We recently talked about aperture and shutter speed in photography, and now it’s time to take a look at what is ISO in photography.
ISO (International Standards Organization) is one of the three pillars of the exposure triangle, the other two being shutter speed and aperture. Where shutter and aperture are the controls for adjusting how much light comes into the camera, ISO is the main governing body that regulates sensitivity ratings for camera sensors.
What is ISO in Photography
The ‘normal’ range of ISO is around 200 to 1600, and with today’s digital cameras you can sometimes go as low as 50 or as high as 204,800. The number chosen has two important qualities associated with it.

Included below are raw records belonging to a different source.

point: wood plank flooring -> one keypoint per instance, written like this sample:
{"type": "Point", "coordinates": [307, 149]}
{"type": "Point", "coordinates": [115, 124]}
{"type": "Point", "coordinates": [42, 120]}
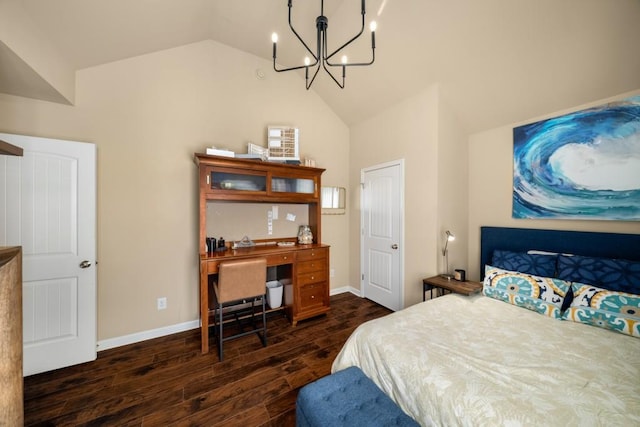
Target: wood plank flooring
{"type": "Point", "coordinates": [167, 381]}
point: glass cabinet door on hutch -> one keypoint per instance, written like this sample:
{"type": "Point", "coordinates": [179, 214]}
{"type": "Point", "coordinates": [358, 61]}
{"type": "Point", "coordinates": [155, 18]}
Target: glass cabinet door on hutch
{"type": "Point", "coordinates": [222, 179]}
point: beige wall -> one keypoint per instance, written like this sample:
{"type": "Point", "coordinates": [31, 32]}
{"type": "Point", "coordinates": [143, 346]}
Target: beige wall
{"type": "Point", "coordinates": [148, 115]}
{"type": "Point", "coordinates": [416, 131]}
{"type": "Point", "coordinates": [490, 188]}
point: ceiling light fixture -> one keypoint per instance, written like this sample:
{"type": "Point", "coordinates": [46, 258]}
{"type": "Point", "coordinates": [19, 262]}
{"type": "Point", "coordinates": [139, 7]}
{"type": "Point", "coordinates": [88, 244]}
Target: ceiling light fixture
{"type": "Point", "coordinates": [321, 58]}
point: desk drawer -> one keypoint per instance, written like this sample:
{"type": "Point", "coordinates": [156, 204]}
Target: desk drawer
{"type": "Point", "coordinates": [282, 258]}
{"type": "Point", "coordinates": [315, 253]}
{"type": "Point", "coordinates": [313, 277]}
{"type": "Point", "coordinates": [311, 266]}
{"type": "Point", "coordinates": [212, 267]}
{"type": "Point", "coordinates": [313, 296]}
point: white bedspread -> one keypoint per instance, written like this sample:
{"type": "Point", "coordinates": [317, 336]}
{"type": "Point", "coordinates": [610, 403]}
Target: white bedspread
{"type": "Point", "coordinates": [476, 361]}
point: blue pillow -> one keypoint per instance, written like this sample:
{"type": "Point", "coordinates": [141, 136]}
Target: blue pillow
{"type": "Point", "coordinates": [535, 264]}
{"type": "Point", "coordinates": [613, 274]}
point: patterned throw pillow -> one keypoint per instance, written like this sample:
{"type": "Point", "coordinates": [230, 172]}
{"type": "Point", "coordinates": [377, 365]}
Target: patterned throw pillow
{"type": "Point", "coordinates": [537, 264]}
{"type": "Point", "coordinates": [615, 274]}
{"type": "Point", "coordinates": [543, 295]}
{"type": "Point", "coordinates": [618, 311]}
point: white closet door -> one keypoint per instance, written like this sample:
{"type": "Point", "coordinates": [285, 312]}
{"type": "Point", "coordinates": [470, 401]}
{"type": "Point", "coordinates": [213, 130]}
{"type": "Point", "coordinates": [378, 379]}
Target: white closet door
{"type": "Point", "coordinates": [48, 199]}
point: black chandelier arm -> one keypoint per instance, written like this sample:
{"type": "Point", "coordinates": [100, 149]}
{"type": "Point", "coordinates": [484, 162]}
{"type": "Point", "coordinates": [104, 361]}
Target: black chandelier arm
{"type": "Point", "coordinates": [332, 76]}
{"type": "Point", "coordinates": [300, 38]}
{"type": "Point", "coordinates": [327, 57]}
{"type": "Point", "coordinates": [306, 76]}
{"type": "Point", "coordinates": [356, 64]}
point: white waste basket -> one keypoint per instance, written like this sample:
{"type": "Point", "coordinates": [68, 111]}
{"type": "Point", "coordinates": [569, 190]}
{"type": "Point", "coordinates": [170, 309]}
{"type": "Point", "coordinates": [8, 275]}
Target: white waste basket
{"type": "Point", "coordinates": [274, 293]}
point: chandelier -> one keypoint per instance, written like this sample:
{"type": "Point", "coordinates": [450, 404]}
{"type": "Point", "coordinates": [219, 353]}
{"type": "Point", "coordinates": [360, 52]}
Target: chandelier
{"type": "Point", "coordinates": [321, 57]}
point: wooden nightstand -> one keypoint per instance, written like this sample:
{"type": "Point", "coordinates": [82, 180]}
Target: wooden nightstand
{"type": "Point", "coordinates": [439, 282]}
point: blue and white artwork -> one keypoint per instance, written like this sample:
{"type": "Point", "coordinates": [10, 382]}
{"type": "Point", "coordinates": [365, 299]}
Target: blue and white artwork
{"type": "Point", "coordinates": [584, 165]}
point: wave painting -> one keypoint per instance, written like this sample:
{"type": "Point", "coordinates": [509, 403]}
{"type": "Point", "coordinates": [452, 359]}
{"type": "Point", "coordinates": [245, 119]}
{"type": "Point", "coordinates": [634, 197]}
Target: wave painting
{"type": "Point", "coordinates": [584, 165]}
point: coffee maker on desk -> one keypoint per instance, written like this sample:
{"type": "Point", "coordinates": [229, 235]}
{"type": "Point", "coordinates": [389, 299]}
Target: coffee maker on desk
{"type": "Point", "coordinates": [215, 246]}
{"type": "Point", "coordinates": [305, 236]}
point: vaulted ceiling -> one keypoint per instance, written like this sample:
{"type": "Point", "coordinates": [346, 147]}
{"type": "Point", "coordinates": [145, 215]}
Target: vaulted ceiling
{"type": "Point", "coordinates": [495, 61]}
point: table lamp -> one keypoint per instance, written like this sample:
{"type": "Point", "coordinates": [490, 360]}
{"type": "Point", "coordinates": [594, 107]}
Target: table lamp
{"type": "Point", "coordinates": [449, 237]}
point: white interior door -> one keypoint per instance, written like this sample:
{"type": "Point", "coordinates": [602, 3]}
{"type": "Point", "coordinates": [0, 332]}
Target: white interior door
{"type": "Point", "coordinates": [48, 200]}
{"type": "Point", "coordinates": [382, 246]}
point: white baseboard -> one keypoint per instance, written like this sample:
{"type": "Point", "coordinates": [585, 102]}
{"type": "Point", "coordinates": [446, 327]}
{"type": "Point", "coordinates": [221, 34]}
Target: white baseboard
{"type": "Point", "coordinates": [147, 335]}
{"type": "Point", "coordinates": [181, 327]}
{"type": "Point", "coordinates": [342, 290]}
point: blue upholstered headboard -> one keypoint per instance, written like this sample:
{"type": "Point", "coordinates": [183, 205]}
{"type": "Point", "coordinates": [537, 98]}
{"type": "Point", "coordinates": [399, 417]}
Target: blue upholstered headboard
{"type": "Point", "coordinates": [602, 245]}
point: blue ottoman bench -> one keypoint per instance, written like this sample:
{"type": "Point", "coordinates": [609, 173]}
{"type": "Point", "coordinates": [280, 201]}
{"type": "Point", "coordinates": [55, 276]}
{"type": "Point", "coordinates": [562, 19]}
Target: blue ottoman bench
{"type": "Point", "coordinates": [347, 398]}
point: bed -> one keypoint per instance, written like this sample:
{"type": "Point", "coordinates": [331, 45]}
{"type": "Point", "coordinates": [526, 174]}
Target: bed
{"type": "Point", "coordinates": [508, 357]}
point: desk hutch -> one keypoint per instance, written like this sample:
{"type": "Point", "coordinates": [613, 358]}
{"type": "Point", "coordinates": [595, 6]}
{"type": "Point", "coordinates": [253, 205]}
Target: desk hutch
{"type": "Point", "coordinates": [303, 269]}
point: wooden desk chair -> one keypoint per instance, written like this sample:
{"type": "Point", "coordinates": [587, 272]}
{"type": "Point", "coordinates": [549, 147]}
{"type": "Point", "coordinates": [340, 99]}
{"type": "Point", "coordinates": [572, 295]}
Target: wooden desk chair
{"type": "Point", "coordinates": [240, 282]}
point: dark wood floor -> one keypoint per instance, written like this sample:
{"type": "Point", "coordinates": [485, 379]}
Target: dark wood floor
{"type": "Point", "coordinates": [167, 381]}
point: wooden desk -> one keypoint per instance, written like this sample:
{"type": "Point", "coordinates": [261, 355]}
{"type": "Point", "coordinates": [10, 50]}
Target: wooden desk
{"type": "Point", "coordinates": [303, 269]}
{"type": "Point", "coordinates": [439, 282]}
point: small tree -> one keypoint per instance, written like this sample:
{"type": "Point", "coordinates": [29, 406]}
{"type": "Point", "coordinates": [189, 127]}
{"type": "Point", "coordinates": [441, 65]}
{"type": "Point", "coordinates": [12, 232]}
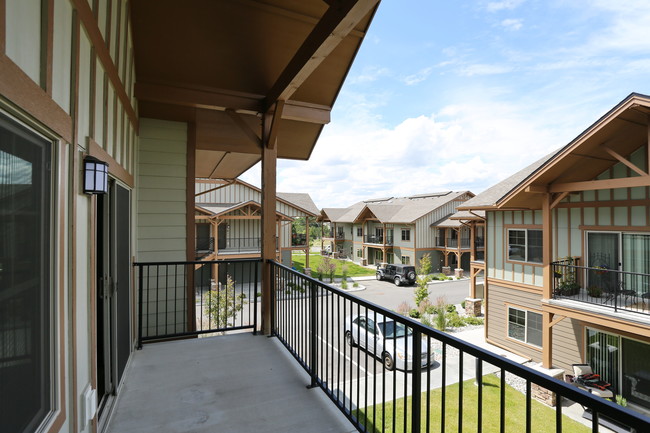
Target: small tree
{"type": "Point", "coordinates": [222, 304]}
{"type": "Point", "coordinates": [422, 281]}
{"type": "Point", "coordinates": [424, 268]}
{"type": "Point", "coordinates": [327, 266]}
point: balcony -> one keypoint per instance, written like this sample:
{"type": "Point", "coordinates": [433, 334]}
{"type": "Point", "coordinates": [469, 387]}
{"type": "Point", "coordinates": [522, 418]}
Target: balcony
{"type": "Point", "coordinates": [378, 239]}
{"type": "Point", "coordinates": [239, 246]}
{"type": "Point", "coordinates": [609, 288]}
{"type": "Point", "coordinates": [204, 246]}
{"type": "Point", "coordinates": [245, 382]}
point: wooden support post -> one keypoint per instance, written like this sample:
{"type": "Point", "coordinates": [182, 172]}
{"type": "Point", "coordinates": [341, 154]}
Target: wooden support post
{"type": "Point", "coordinates": [547, 248]}
{"type": "Point", "coordinates": [307, 241]}
{"type": "Point", "coordinates": [270, 125]}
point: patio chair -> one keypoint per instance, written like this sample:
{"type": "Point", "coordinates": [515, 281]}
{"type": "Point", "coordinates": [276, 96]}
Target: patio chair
{"type": "Point", "coordinates": [585, 379]}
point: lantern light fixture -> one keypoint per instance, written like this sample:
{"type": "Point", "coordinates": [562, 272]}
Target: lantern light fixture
{"type": "Point", "coordinates": [95, 176]}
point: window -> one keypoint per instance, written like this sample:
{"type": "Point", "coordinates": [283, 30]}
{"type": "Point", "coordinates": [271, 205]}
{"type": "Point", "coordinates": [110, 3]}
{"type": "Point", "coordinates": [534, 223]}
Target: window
{"type": "Point", "coordinates": [525, 326]}
{"type": "Point", "coordinates": [525, 245]}
{"type": "Point", "coordinates": [26, 323]}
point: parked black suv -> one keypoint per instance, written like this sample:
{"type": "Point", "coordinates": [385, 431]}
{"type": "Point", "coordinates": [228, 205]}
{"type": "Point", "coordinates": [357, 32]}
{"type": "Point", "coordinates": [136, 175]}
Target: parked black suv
{"type": "Point", "coordinates": [397, 273]}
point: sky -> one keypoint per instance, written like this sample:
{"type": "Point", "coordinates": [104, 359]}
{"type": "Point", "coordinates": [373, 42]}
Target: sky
{"type": "Point", "coordinates": [458, 95]}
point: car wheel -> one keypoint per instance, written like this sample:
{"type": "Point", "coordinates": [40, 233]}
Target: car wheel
{"type": "Point", "coordinates": [388, 361]}
{"type": "Point", "coordinates": [350, 339]}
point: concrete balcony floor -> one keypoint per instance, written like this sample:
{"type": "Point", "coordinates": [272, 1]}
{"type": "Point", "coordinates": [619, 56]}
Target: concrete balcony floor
{"type": "Point", "coordinates": [231, 383]}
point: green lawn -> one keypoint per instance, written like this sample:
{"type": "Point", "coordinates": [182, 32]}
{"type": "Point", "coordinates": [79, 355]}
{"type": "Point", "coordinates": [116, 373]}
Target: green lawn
{"type": "Point", "coordinates": [543, 417]}
{"type": "Point", "coordinates": [354, 270]}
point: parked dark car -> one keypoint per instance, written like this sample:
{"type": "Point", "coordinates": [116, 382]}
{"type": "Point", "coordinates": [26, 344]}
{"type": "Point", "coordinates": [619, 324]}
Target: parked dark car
{"type": "Point", "coordinates": [396, 273]}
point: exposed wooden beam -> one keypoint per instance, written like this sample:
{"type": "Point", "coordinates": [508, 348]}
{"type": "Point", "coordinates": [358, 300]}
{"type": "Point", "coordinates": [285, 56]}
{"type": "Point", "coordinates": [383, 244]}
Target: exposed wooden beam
{"type": "Point", "coordinates": [219, 99]}
{"type": "Point", "coordinates": [617, 156]}
{"type": "Point", "coordinates": [198, 97]}
{"type": "Point", "coordinates": [537, 189]}
{"type": "Point", "coordinates": [592, 185]}
{"type": "Point", "coordinates": [337, 22]}
{"type": "Point", "coordinates": [274, 127]}
{"type": "Point", "coordinates": [241, 124]}
{"type": "Point", "coordinates": [558, 199]}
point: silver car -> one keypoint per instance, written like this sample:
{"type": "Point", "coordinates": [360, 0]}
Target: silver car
{"type": "Point", "coordinates": [390, 341]}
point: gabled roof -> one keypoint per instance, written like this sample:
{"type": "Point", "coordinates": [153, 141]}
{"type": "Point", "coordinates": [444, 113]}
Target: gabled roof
{"type": "Point", "coordinates": [611, 138]}
{"type": "Point", "coordinates": [393, 210]}
{"type": "Point", "coordinates": [220, 209]}
{"type": "Point", "coordinates": [300, 201]}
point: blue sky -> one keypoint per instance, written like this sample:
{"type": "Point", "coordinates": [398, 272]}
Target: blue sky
{"type": "Point", "coordinates": [457, 95]}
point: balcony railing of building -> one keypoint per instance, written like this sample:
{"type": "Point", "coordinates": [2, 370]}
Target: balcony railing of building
{"type": "Point", "coordinates": [178, 299]}
{"type": "Point", "coordinates": [611, 288]}
{"type": "Point", "coordinates": [351, 364]}
{"type": "Point", "coordinates": [298, 239]}
{"type": "Point", "coordinates": [378, 239]}
{"type": "Point", "coordinates": [204, 245]}
{"type": "Point", "coordinates": [312, 320]}
{"type": "Point", "coordinates": [239, 245]}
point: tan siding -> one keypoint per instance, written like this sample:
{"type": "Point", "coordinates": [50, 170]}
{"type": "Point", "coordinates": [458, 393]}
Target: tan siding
{"type": "Point", "coordinates": [497, 331]}
{"type": "Point", "coordinates": [567, 344]}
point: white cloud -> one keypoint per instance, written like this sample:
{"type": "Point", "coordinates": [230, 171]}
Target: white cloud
{"type": "Point", "coordinates": [483, 69]}
{"type": "Point", "coordinates": [418, 77]}
{"type": "Point", "coordinates": [512, 24]}
{"type": "Point", "coordinates": [503, 5]}
{"type": "Point", "coordinates": [463, 146]}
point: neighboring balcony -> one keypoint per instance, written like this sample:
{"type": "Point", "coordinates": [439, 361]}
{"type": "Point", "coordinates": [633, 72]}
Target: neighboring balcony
{"type": "Point", "coordinates": [239, 246]}
{"type": "Point", "coordinates": [204, 246]}
{"type": "Point", "coordinates": [378, 239]}
{"type": "Point", "coordinates": [610, 288]}
{"type": "Point", "coordinates": [298, 240]}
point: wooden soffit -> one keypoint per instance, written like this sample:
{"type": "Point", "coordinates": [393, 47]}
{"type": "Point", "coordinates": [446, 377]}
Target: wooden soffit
{"type": "Point", "coordinates": [576, 167]}
{"type": "Point", "coordinates": [221, 65]}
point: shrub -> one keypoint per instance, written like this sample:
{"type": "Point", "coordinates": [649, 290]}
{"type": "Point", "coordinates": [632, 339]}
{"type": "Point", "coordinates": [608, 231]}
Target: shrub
{"type": "Point", "coordinates": [403, 308]}
{"type": "Point", "coordinates": [424, 306]}
{"type": "Point", "coordinates": [454, 320]}
{"type": "Point", "coordinates": [471, 320]}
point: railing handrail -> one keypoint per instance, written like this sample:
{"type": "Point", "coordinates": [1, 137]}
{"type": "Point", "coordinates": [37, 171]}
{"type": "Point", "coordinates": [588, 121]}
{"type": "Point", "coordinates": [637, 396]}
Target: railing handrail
{"type": "Point", "coordinates": [600, 405]}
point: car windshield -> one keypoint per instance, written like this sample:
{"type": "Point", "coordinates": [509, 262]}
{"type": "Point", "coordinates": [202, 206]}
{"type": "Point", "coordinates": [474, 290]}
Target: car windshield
{"type": "Point", "coordinates": [389, 331]}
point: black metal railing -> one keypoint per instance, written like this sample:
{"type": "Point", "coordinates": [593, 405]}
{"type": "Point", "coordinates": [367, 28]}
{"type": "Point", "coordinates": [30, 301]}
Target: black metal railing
{"type": "Point", "coordinates": [204, 245]}
{"type": "Point", "coordinates": [298, 239]}
{"type": "Point", "coordinates": [378, 239]}
{"type": "Point", "coordinates": [239, 245]}
{"type": "Point", "coordinates": [430, 392]}
{"type": "Point", "coordinates": [196, 297]}
{"type": "Point", "coordinates": [626, 291]}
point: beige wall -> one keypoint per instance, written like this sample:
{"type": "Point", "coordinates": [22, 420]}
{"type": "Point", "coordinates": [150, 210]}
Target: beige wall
{"type": "Point", "coordinates": [162, 206]}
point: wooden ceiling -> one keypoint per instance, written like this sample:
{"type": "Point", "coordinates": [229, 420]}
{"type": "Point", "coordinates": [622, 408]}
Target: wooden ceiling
{"type": "Point", "coordinates": [222, 64]}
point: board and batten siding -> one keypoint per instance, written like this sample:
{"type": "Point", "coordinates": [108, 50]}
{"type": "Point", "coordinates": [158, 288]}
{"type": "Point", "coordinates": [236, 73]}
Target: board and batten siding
{"type": "Point", "coordinates": [162, 225]}
{"type": "Point", "coordinates": [498, 266]}
{"type": "Point", "coordinates": [499, 298]}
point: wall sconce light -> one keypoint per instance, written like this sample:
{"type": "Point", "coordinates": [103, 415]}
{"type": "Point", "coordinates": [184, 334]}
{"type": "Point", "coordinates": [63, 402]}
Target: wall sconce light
{"type": "Point", "coordinates": [95, 176]}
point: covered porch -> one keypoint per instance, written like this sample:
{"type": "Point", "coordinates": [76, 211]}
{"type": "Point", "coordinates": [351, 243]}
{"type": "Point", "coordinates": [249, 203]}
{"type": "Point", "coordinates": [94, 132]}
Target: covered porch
{"type": "Point", "coordinates": [236, 382]}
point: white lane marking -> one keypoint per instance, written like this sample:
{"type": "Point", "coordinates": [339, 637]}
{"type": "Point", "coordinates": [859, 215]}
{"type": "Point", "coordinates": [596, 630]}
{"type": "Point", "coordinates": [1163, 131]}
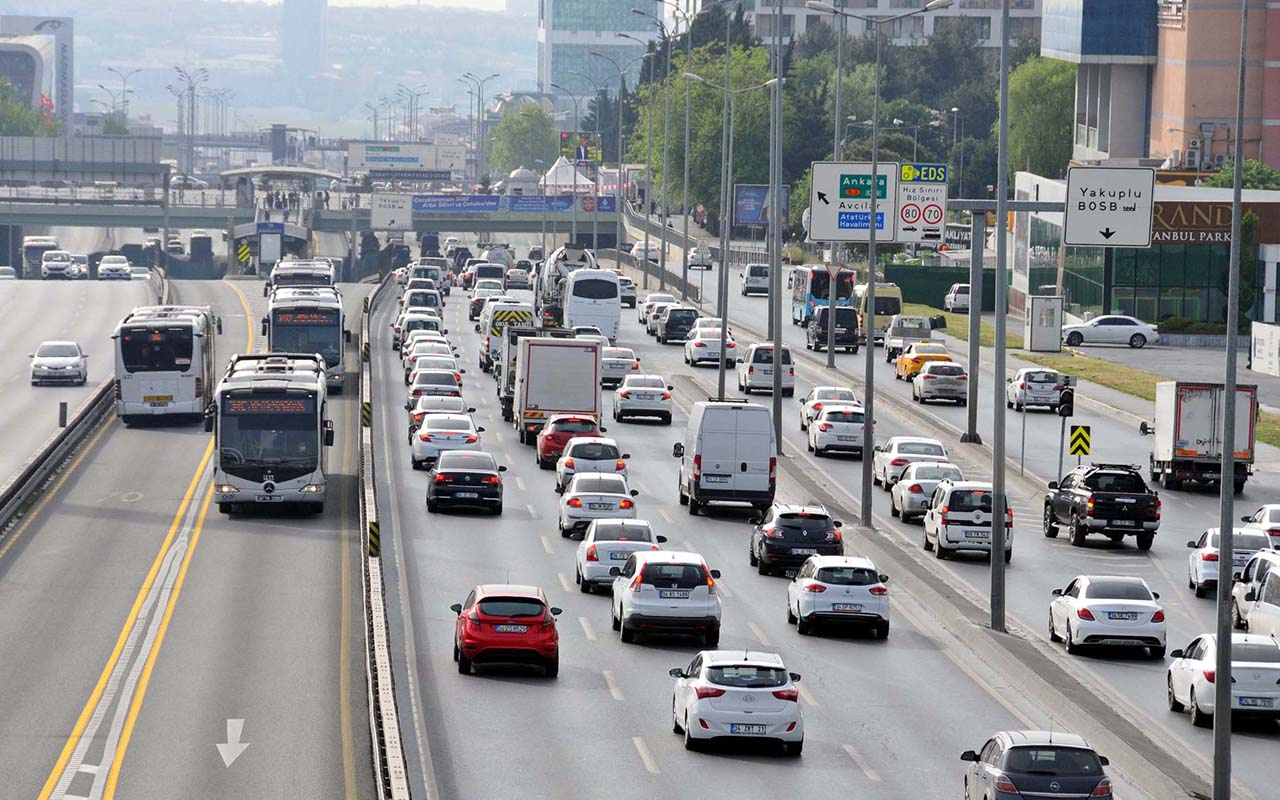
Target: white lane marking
{"type": "Point", "coordinates": [612, 682]}
{"type": "Point", "coordinates": [643, 749]}
{"type": "Point", "coordinates": [862, 763]}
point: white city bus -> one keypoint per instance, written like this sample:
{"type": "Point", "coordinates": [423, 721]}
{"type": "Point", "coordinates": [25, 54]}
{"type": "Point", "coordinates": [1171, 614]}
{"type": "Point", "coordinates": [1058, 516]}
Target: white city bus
{"type": "Point", "coordinates": [270, 433]}
{"type": "Point", "coordinates": [164, 361]}
{"type": "Point", "coordinates": [309, 320]}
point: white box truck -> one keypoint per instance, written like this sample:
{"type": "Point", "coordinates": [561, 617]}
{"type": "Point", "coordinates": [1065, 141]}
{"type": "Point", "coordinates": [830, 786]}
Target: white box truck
{"type": "Point", "coordinates": [554, 376]}
{"type": "Point", "coordinates": [1188, 433]}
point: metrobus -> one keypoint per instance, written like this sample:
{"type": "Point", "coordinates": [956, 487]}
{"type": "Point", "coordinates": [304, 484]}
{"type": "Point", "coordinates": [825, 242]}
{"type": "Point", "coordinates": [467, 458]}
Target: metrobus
{"type": "Point", "coordinates": [270, 432]}
{"type": "Point", "coordinates": [309, 320]}
{"type": "Point", "coordinates": [810, 287]}
{"type": "Point", "coordinates": [164, 361]}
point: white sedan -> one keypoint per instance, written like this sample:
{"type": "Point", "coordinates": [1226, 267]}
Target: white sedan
{"type": "Point", "coordinates": [1202, 562]}
{"type": "Point", "coordinates": [439, 433]}
{"type": "Point", "coordinates": [839, 589]}
{"type": "Point", "coordinates": [1107, 611]}
{"type": "Point", "coordinates": [737, 694]}
{"type": "Point", "coordinates": [594, 497]}
{"type": "Point", "coordinates": [1255, 677]}
{"type": "Point", "coordinates": [813, 402]}
{"type": "Point", "coordinates": [703, 346]}
{"type": "Point", "coordinates": [1111, 329]}
{"type": "Point", "coordinates": [643, 396]}
{"type": "Point", "coordinates": [608, 543]}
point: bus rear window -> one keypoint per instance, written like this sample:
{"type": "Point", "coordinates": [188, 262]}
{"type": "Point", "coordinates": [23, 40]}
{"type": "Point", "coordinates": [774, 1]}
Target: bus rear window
{"type": "Point", "coordinates": [156, 350]}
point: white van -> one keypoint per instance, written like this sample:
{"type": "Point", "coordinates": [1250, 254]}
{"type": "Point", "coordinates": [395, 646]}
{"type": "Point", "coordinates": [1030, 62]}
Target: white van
{"type": "Point", "coordinates": [728, 455]}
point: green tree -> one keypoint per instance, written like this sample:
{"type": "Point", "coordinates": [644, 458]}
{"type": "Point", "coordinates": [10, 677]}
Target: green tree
{"type": "Point", "coordinates": [1041, 110]}
{"type": "Point", "coordinates": [1256, 176]}
{"type": "Point", "coordinates": [522, 138]}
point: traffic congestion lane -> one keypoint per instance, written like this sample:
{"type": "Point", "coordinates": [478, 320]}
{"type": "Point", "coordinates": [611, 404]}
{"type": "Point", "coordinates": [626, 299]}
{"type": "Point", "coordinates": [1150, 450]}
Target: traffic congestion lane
{"type": "Point", "coordinates": [268, 629]}
{"type": "Point", "coordinates": [444, 560]}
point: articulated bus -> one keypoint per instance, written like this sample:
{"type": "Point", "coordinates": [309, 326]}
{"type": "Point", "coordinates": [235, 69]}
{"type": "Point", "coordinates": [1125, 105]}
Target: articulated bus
{"type": "Point", "coordinates": [164, 361]}
{"type": "Point", "coordinates": [309, 320]}
{"type": "Point", "coordinates": [270, 432]}
{"type": "Point", "coordinates": [810, 288]}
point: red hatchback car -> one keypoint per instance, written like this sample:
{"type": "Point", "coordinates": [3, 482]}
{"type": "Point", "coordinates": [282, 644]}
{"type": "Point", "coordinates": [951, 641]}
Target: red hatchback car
{"type": "Point", "coordinates": [506, 624]}
{"type": "Point", "coordinates": [557, 433]}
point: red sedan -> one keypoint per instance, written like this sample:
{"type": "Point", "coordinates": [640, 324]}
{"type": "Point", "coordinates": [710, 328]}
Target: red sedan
{"type": "Point", "coordinates": [557, 433]}
{"type": "Point", "coordinates": [506, 624]}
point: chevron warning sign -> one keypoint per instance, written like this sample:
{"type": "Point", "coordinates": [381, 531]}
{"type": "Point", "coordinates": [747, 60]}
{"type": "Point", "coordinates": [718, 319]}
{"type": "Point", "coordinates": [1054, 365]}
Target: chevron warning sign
{"type": "Point", "coordinates": [1080, 440]}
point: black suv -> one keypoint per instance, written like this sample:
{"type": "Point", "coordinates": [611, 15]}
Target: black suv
{"type": "Point", "coordinates": [787, 534]}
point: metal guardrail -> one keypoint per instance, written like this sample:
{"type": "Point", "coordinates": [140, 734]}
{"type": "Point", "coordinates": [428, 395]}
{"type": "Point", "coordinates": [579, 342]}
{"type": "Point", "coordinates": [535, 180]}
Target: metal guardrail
{"type": "Point", "coordinates": [388, 749]}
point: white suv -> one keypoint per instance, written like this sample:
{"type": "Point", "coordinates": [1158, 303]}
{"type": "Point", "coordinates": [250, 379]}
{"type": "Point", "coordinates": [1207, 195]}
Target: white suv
{"type": "Point", "coordinates": [661, 592]}
{"type": "Point", "coordinates": [959, 519]}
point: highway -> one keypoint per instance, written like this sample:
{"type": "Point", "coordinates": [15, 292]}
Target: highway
{"type": "Point", "coordinates": [141, 625]}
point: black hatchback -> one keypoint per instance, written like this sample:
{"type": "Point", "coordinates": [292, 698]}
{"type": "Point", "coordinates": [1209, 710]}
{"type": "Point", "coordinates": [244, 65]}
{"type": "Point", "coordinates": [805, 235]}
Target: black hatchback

The first quality sets the amount of light needed for a good exposure. The lower the ISO number (100, 200, etc.), the more light will be required. The more light that’s required, the more likely a slow shutter speed will have to be used. That means low ISOs, like 100 or 200, are most often used in bright situations (like sunlight) or when the camera is mounted on a tripod.
The other important quality tied to ISO is the amount of noise in the image. In film and digital cameras, raising the ISO means a decrease in quality, with an increase in what’s called ‘noise.’ Noise is the digital equivalent of grain, and results in a sort of “chunky” look to the image.
When to Use Low ISO
You should always try to stick to the lowest ISO (base ISO) of your camera, which is typically ISO 100 or 200, whenever possible, to retain the most detail and to have the highest image quality. A lower ISO will usually produce more color-accurate, aesthetically pleasing images, but there are certain situations where a higher ISO is desirable.
When to Increase ISO
You should increase the ISO when there is not enough light for the camera to be able to quickly capture an image. Anytime I shoot indoors without a flash, I set my ISO to a higher number (but still the lowest possible to achieve the shot I want) to be able to freeze motion. But before increasing the ISO, you should think if it is OK for you to introduce noise to the image.
Situations where you might need to push ISO to higher settings include:
- Indoor Sports Events where players are moving fast and there is limited light available
- Musical Concerts and Theatre shows which are performed in low light and often have ‘no-flash’ rules.
- Art Galleries, Churches, and Museums, because they have rules against using a flash and of course being indoors it is not well lit.
- Birthday Parties where blowing out the candles in a dark room can produce a nice moody shot which would be ruined by a bright flash.
Also, many photographers will raise their ISO to achieve a vintage aesthetic to their photographs, purposefully adding a bit of grain to their images.